Так было с мужиками, пока не появился в селе с двумя стражниками один из тех неведомых людей, что на тройках проносились вихрем по шоссейке, ослепляя ребят пуговицами и бляхами, восхищая всамделишными револьверами и саблями. А у этого бритого, очкастого толстяка еще были на каблуках подковки с блестящими колесиками; он катился на колесиках, как бархатный стул в трактире Миши Императора, засыпая звоном улицу, чем и привел в восторженный трепет Шурку.

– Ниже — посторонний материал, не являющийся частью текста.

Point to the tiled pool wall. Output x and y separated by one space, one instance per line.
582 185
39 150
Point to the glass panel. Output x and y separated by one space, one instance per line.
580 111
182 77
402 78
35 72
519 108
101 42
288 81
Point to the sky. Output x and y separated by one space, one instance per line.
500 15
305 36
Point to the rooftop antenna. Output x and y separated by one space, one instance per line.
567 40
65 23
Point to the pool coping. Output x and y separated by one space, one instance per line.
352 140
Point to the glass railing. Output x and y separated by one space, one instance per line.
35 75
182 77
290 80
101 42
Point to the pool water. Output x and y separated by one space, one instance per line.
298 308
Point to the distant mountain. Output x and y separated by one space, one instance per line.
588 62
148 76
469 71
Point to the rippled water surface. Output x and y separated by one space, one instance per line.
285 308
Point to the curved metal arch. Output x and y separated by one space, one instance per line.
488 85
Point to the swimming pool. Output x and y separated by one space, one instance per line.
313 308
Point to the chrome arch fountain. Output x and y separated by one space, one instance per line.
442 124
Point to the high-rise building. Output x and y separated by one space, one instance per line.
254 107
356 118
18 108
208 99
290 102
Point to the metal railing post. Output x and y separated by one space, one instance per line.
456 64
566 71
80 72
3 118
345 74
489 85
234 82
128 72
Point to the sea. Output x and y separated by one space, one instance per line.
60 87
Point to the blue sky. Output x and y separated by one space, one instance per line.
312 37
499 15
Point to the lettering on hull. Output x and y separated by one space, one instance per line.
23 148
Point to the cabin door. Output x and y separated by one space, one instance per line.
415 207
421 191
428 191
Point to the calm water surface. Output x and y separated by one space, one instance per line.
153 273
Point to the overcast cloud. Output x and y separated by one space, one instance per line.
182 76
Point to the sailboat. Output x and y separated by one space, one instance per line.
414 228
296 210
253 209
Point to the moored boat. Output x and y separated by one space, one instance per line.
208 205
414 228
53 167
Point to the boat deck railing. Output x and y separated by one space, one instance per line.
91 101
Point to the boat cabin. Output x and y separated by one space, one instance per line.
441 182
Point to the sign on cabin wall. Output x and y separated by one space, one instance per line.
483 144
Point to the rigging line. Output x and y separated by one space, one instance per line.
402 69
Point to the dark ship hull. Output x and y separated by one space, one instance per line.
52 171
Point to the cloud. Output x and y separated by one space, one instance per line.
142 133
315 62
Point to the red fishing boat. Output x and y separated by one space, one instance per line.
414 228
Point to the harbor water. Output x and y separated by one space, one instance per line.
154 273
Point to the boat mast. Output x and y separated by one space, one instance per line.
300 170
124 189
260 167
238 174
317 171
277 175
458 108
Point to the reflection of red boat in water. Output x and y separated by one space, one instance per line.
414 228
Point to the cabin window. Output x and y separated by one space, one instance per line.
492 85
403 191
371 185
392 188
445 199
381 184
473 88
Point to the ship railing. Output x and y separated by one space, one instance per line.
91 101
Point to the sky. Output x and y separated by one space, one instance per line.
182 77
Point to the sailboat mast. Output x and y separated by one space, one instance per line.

Загадочный человек остановился у Быкова в горнице, вызывал к себе мужиков и, как потом краем уха поймал Шурка из разговоров отца с матерью, все допытывался, куда подевался Горев, что он народу говорил. Мужики будто бы клялись и божились, что никакого Горева знать не знают, не видывали; может, и приезжал - прорва питерщиков на праздник понаехало, и болтать они мастера, хвастун на хвастуне, только народу неинтересно, да и некогда болтовней заниматься: сенокос. Устин Павлыч, рассказывал отец, ахал да за голову хватался, слушая такое вранье. "Креста на вас нет, мужички! шептал он в сенях. - Наблудили - и хвост поджали... Нет чтобы их благородию по-доброму, по-хорошему рассказать, покаяться". Никита Аладьин увел Быкова на крыльцо, о чем беседовал - неизвестно, только вдруг отшибло память у лавочника, стал он жаловаться, что в тихвинскую переложил изрядно браги за ворот, ничего толком не помнит. А в горнице кричал и топал приезжий на мужиков, но они уперлись на своем. Отец говорил, что хоть он и не любит Горева, но тоже ничего про него не сказал. Так ни с чем приезжий и полез обратно в тарантас, зацепился колесиком за железину (это Шурка сам видел) и сердито дрыгал-звенел ногой, пока стражники догадались кинуться помочь ему.